Catéchisme de l’Église Catholique

992. La résurrection des morts a été révélée progressivement par Dieu à son Peuple. L’espérance en la résurrection corporelle des morts s’est imposée comme une conséquence intrinsèque de la foi en un Dieu créateur de l’homme tout entier, âme et corps. Le créateur du ciel et de la terre est aussi Celui qui maintient fidèlement son alliance avec Abraham et sa descendance. C’est dans cette double perspective que commencera à s’exprimer la foi en la résurrection. Dans leurs épreuves, les martyrs Maccabées confessent :

Le Roi du monde nous ressuscitera pour une vie éternelle, nous qui mourons pour ses lois (2 M 7, 9). Mieux vaut mourir de la main des hommes en tenant de Dieu l’espoir d’être ressuscité par lui (2 M 7, 14 ; cf. 7, 29 ; Dn 12, 1-13).

993. Les Pharisiens (cf. Ac 23, 6) et bien des contemporains du Seigneur (cf. Jn 11, 24) espéraient la résurrection. Jésus l’enseigne fermement. Aux Sadducéens qui la nient il répond : “ Vous ne connaissez ni les Écritures ni la puissance de Dieu, vous êtes dans l’erreur ” (Mc 12, 24). La foi en la résurrection repose sur la foi en Dieu qui “ n’est pas un Dieu des morts, mais des vivants ” (Mc 12, 27).

994. Mais il y a plus : Jésus lie la foi en la résurrection à sa propre personne : “ Je suis la Résurrection et la vie” (Jn 11, 25). C’est Jésus lui-même qui ressuscitera au dernier jour ceux qui auront cru en lui (cf. Jn 5, 24-25 ; 6, 40) et qui auront mangé son corps et bu son sang (cf. Jn 6, 54). Il en donne dès maintenant un signe et un gage en rendant la vie à certains morts (cf. Mc 5, 21-42 ; Lc 7, 11-17 ; Jn 11), annonçant par là sa propre Résurrection qui sera cependant d’un autre ordre.
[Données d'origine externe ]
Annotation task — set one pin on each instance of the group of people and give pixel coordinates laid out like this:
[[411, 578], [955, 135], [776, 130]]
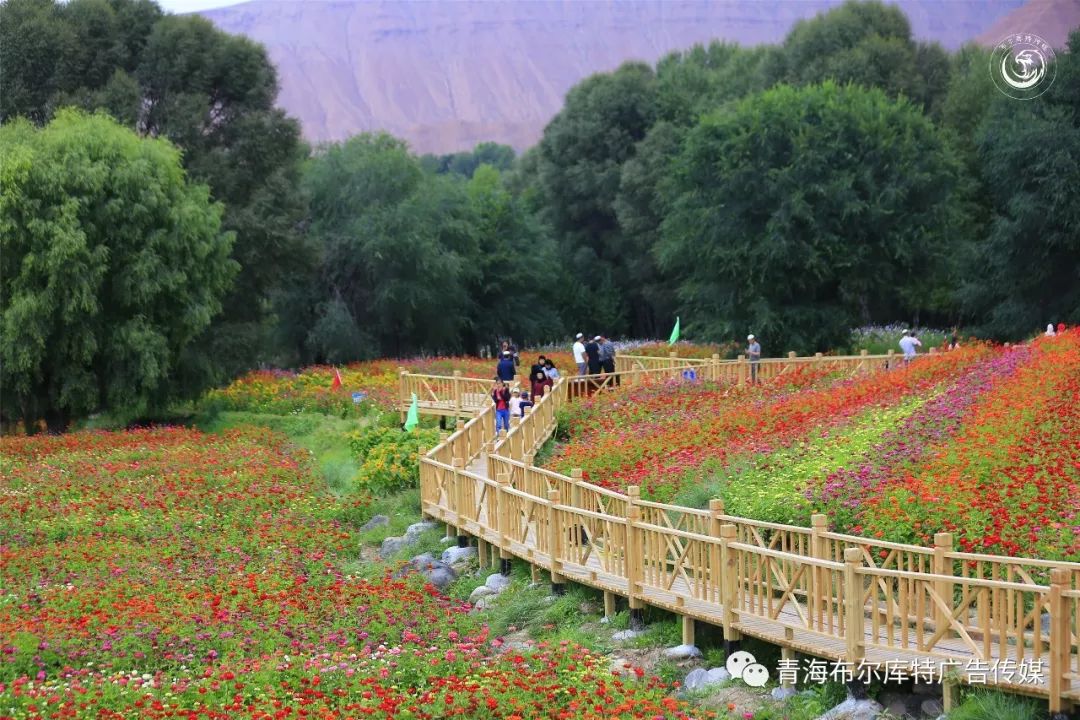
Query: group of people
[[593, 356], [513, 403]]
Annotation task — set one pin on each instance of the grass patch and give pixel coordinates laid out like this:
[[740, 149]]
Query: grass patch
[[991, 705]]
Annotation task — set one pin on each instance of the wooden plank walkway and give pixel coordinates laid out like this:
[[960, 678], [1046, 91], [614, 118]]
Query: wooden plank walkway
[[842, 598]]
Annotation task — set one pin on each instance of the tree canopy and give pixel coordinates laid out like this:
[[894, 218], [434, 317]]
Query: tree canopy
[[112, 265], [800, 213]]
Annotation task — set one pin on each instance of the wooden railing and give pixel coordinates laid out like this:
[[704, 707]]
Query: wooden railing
[[852, 599]]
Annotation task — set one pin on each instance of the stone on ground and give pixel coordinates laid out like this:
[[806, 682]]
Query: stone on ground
[[682, 652], [854, 709]]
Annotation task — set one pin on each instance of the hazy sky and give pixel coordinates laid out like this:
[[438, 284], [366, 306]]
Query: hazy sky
[[188, 5]]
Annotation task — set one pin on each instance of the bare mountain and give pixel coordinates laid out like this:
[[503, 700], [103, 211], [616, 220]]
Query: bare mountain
[[1050, 19], [446, 75]]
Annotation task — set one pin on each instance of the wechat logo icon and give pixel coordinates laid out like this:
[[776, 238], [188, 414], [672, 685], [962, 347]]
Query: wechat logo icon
[[745, 667]]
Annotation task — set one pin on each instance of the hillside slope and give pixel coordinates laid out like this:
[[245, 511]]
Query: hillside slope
[[448, 75]]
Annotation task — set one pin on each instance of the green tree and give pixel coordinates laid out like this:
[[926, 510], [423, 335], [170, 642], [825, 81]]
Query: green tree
[[580, 163], [799, 213], [396, 244], [516, 257], [867, 43], [1026, 271], [111, 263], [210, 93]]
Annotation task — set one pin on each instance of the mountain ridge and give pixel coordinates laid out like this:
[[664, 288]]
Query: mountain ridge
[[446, 76]]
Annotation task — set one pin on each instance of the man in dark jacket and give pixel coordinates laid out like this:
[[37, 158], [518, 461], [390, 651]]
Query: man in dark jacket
[[505, 370], [593, 353]]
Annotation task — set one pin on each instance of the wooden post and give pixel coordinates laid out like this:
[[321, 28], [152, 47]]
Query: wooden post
[[819, 549], [729, 582], [635, 558], [688, 627], [555, 543], [459, 500], [853, 606], [482, 553], [457, 396], [1060, 640], [943, 544], [504, 522], [716, 562], [787, 655]]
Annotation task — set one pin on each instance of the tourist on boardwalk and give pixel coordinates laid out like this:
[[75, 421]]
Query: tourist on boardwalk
[[754, 352], [593, 355], [538, 378], [908, 343], [505, 370], [551, 371], [607, 355], [579, 353], [500, 395]]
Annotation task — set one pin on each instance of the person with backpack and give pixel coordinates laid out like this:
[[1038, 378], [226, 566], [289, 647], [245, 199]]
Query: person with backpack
[[505, 369], [500, 395], [538, 378]]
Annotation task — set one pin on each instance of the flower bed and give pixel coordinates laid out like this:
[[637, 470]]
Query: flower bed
[[170, 573], [311, 390], [983, 443]]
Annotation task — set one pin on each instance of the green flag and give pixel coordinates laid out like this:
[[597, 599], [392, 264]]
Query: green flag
[[413, 419], [674, 337]]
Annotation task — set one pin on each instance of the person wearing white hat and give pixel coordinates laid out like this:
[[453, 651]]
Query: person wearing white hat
[[908, 343], [579, 353], [593, 355], [754, 351]]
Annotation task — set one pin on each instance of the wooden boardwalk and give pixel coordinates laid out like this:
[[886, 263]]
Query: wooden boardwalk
[[866, 603]]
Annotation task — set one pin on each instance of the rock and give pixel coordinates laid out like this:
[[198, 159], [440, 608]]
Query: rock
[[417, 529], [455, 555], [391, 546], [625, 635], [854, 709], [497, 582], [376, 521], [932, 707], [696, 678], [481, 592], [718, 675], [435, 572], [682, 652]]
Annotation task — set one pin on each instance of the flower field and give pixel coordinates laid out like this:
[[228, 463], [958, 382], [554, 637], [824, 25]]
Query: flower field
[[311, 390], [172, 573], [981, 442]]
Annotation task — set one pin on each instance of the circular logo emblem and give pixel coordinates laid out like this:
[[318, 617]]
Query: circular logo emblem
[[1023, 66]]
De cet événement unique Il parle comme du “ signe de Jonas ” (Mt 12, 40), du signe du Temple (cf. Jn 2, 19-22) : il annonce sa Résurrection le troisième jour après sa mise à mort (cf. Mc 10, 34).

995. Être témoin du Christ, c’est être “ témoin de sa Résurrection ” (Ac 1, 22 ; cf. 4, 33), “ avoir mangé et bu avec lui après sa Résurrection d’entre les morts” (Ac 10, 41). L’espérance chrétienne en la résurrection est toute marquée par les rencontres avec le Christ ressuscité. Nous ressusciterons comme Lui, avec Lui, par Lui.